As I mentioned before, adding an index improves the results a lot for COUNT(indexed field) but it does so in a way that is proportionate to the results shown here. This means that DB2 still is several times faster than MySQL when counting records, regardless of whether an index has been defined on a column for both databases or not.
It would be nice to do a follow up post which includes indexes and a few million records, but I suspect that people would still find other reasons to complain about the outcome. So I’m not so sure it is worth the effort.

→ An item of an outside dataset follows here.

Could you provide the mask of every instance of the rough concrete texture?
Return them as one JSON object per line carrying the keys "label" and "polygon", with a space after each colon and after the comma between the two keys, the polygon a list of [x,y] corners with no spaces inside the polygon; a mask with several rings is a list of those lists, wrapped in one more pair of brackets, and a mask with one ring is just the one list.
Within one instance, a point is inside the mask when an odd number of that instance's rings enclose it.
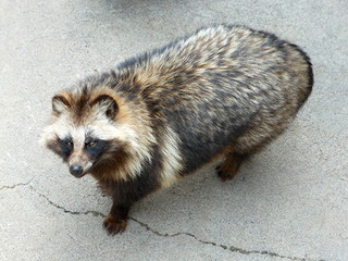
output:
{"label": "rough concrete texture", "polygon": [[[0,1],[0,260],[348,260],[348,1]],[[289,129],[221,183],[206,167],[101,227],[111,200],[38,139],[51,96],[212,23],[302,47],[312,96]]]}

And just to clarify something once again, this post was not meant to demonstrate that DB2 is generally faster than MySQL, even if such is the case.
My initial reaction to this result is that it was a ‘bad benchmark’ because a significant difference was reported without explanation. And my first guess was that DB2 cached the table in the DBMS buffer cache and InnoDB did not because of different configurations.
My reaction was probably wrong and Antonio may have found an interesting result and something we need to investigate for MySQL.
Is DB2 that much more efficient than MySQL/InnoDB? Note that MyISAM is slower than InnoDB when there is anything in the WHERE clause that prevents it from using the codepath for fast count(*) queries.
When I run ‘select count(*)’ on a table with a similar size and no indexes, the query takes ~0.4 seconds which is close to the result here. Maybe DB2 is that much faster on count queries and we need to fix MySQL.
From oprofile, these are the top 4 functions:
25.0744 rec_get_offsets_func
19.3973 row_search_for_mysql
11.1162 buf_page_optimistic_get_func
10.1157 mtr_commit
I find it hard to believe that any Rails app would use MyISAM tables, unless the developers don’t plan to use transactions (scary!) AND they have no intention of using WHERE clauses. In which case, maybe they can replace both MySQL and DB2 with a flat file or two.